Thursday, June 29, 2006

Little kids

Maybe it's because I am getting older; maybe it's because of a past experience with someone I was seeing last summer who at times reveals her heart and her child side. However, it was I have learned to appreciate little kids.

I think they are so adorable! Their little hands, their bright eyes filled with wonder and amazement at the world and nature that surrounds them. They are like little sponges taking it all in.

Funny, I never took the time before to see the wonder of their young spirits. Not unable recently after last summer.

Isn't odd or I guess that is just the way it is; me appreciating things when it's too late. Maybe I'm learning and getting ready for the my next life here on earth. There will definitely be children in it.

How could my mother keep from hugging and squeezing me. I don't ever remember her just picking me up and loving me like that.

It's too late now but in my next life children will be in it and they will be adorable to me. I wasn't shown the love to give the love.

Kids are just precious to me. I hate to see one who is sad, or hurt, troubled or lonely.

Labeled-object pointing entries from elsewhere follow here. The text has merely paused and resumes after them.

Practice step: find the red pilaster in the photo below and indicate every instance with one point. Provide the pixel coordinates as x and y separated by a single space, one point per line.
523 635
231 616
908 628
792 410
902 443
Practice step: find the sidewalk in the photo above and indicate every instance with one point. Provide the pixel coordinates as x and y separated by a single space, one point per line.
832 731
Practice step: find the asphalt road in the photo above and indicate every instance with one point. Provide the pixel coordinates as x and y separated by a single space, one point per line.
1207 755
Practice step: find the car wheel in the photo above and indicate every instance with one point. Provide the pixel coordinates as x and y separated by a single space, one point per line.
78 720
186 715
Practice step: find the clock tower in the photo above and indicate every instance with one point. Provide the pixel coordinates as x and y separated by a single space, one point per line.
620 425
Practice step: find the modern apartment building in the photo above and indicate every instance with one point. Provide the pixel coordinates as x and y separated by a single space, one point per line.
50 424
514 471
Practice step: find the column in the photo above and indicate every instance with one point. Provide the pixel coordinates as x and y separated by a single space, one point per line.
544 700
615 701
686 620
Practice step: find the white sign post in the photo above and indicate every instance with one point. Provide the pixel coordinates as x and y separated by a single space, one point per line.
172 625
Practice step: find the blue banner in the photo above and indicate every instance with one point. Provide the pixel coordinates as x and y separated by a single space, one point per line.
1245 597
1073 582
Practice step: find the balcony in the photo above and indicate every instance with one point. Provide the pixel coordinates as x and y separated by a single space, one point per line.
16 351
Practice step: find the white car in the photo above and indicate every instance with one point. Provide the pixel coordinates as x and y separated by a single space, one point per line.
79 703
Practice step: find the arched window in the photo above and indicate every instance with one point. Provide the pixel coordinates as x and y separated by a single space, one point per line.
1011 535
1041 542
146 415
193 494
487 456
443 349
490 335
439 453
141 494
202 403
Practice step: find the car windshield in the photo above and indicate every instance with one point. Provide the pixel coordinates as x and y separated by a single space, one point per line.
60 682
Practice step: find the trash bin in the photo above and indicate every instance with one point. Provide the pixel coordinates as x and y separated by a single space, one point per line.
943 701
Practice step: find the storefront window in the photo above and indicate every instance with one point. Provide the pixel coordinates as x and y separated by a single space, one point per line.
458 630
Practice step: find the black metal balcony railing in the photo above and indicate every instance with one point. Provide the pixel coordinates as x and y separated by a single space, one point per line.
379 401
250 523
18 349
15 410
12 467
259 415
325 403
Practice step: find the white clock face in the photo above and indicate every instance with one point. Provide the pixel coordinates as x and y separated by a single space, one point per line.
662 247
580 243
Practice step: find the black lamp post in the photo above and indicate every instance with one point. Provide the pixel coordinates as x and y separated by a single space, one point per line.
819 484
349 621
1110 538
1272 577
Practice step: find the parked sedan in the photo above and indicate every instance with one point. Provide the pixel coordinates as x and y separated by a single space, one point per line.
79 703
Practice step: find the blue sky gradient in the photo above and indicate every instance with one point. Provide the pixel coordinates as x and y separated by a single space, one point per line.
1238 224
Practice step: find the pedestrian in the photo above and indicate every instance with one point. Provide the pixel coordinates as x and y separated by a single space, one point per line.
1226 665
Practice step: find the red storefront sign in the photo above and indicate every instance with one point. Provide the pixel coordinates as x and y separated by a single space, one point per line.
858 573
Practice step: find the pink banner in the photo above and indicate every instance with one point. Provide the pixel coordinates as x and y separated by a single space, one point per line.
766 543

I saw that in eyes last summer and that I think is what haunts me, as weird as it sounds. I feel in love with in little girl, buried deep within her heart. I saw her, that little girl, in her eyes. My heart will always be there for her. I had an effect on the woman who surrounds that troubled heart. I'm sure she has never experienced anyone like me before. I don't know if that is bad or good. Anyway, it doesn't matter, I guess.